Which Operating Systems are you using?

Linux
macOS
Windows

Python Version

3.10

axolotl branch-commit

main

Acknowledgements

My issue title is concise, descriptive, and in title casing.
I have searched the existing issues to make sure this bug has not been reported yet.
I am using the latest version of axolotl.
I have provided enough information for the maintainers to reproduce and diagnose the issue.

The text was updated successfully, but these errors were encountered:

vip-china · 2024-01-23T09:44:22Z

the same error

winglian · 2024-01-24T23:58:47Z

see #1156 (comment)

zacbrannelly · 2024-01-25T06:23:39Z

Same error and #1156 (comment) didn't fix it. I'm also using mistralai/Mixtral-8x7B-Instruct-v0.1 as a base model.

manishiitg · 2024-01-27T04:24:38Z

@winglian doesnt work still same issue

winglian · 2024-01-27T19:36:27Z

Lora training should be resumed using lora_model_dir

manishiitg · 2024-01-28T03:04:24Z

thats what i tried

i specific the checkpoint path in lora_model_dir but still the exact same error

winglian · 2024-01-28T03:19:24Z

did you unset resume_from_checkpoint?

manishiitg · 2024-01-28T08:14:03Z

if i unset resume_from_checkpoint, i dont get the error again but the training start from epoch zero.

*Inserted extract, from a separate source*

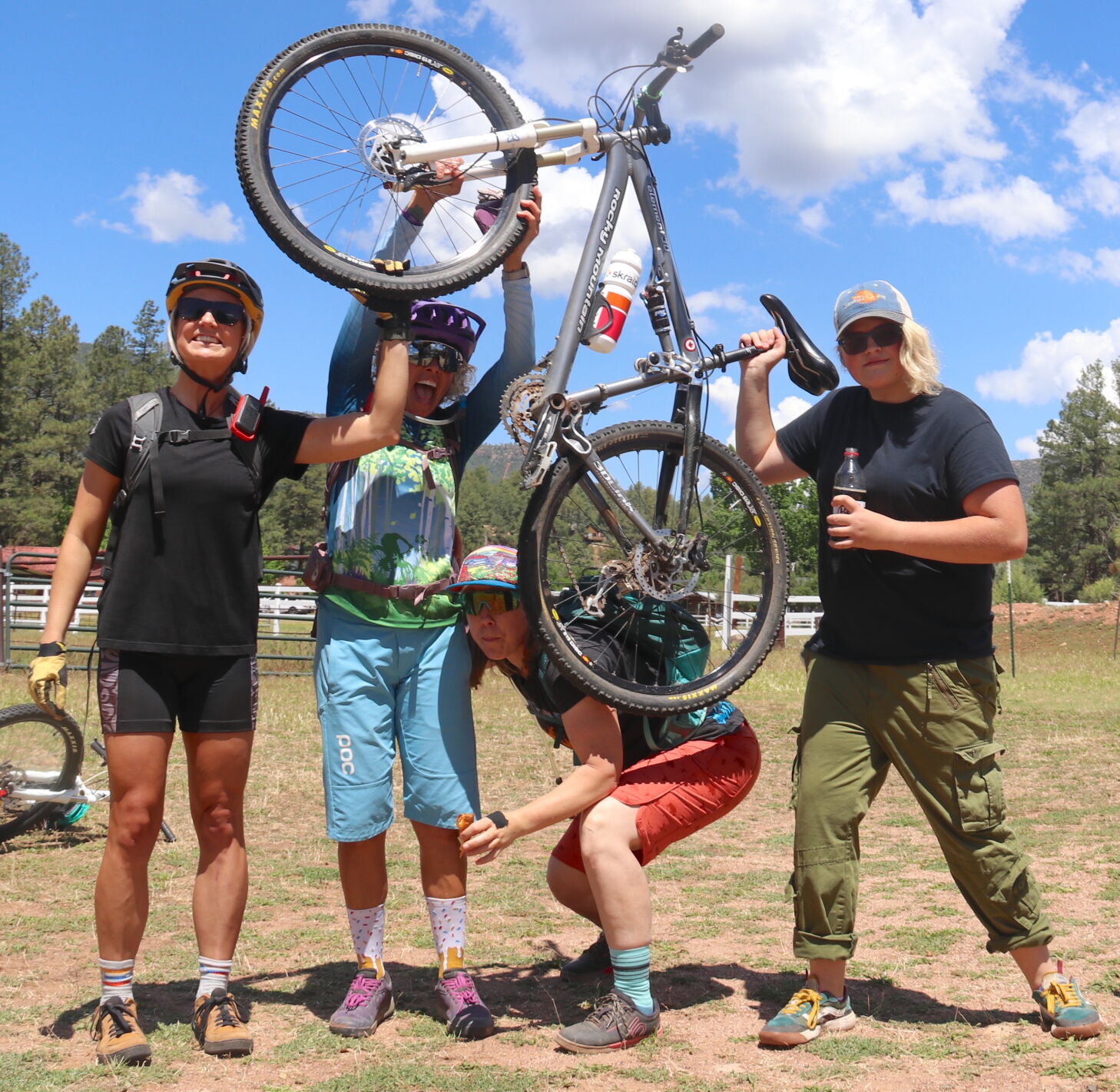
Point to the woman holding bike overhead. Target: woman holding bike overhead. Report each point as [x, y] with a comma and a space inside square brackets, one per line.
[177, 622]
[391, 659]
[900, 672]
[626, 801]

so this i were my training stopped.

# {'loss': 1.6618, 'learning_rate': 0.00019972783253900808, 'epoch': 0.09}it]
# {'loss': 1.6583, 'learning_rate': 0.00019970805448735204, 'epoch': 0.1}/it]
# {'loss': 1.6555, 'learning_rate': 0.00019968758384408713, 'epoch': 0.1}/it]
# {'loss': 1.6521, 'learning_rate': 0.00019966642075140638, 'epoch': 0.1}s/it]

i update the latest checkpoint dir in lora_model_dir and removed resume_from_checkpoint

this is from where the training resumed

{'loss': 1.6269, 'learning_rate': 0.0001999996526902403, 'epoch': 0.0}/it]

this method kind of works, but it always resumes training from scratch?

winglian · 2024-01-28T21:46:01Z

seems this is an upstream issue (never actually resolved) huggingface/peft#746

winglian · 2024-01-28T23:35:24Z

@manishiitg @zacbrannelly @vip-china see #1227, I've confirmed this resumes for me with zero2

before resume

resuming

winglian · 2024-01-28T23:39:53Z

seems the train loss doesn't perfectly line up after resume though 🤷

manishiitg · 2024-01-29T04:40:12Z

great! can't wait for the merge to test it out :)

satpalsr · 2024-01-29T11:36:52Z

@winglian I am trying with ds1, and specified lora_model_dir to checkpoint dir.
It starts from lower loss (similar to my previous checkpoint) but the epoch starts from 0.
What am I missing?

manishiitg · 2024-01-29T11:38:16Z

don't think we need to set lora_model_dir anymore @satpalsr
simply do resume from checkpoint

satpalsr · 2024-01-29T11:41:54Z

Then it says
FileNotFoundError: [Errno 2] No such file or directory: '/axolotl/llama-qlora/checkpoint-123/scheduler.pt'

satpalsr · 2024-01-29T11:59:47Z

got it, scheduler.pt is only saved with new changes now.
It works for new training, but can't use the prev checkpoints I already saved before pulling the code changes.

winglian · 2024-01-29T12:23:31Z

@manishiitg confirmed working for you?

manishiitg · 2024-01-29T13:20:45Z

unfortunately, I am only able to run docker builds on my gpu cluster, so not able to verify from branch.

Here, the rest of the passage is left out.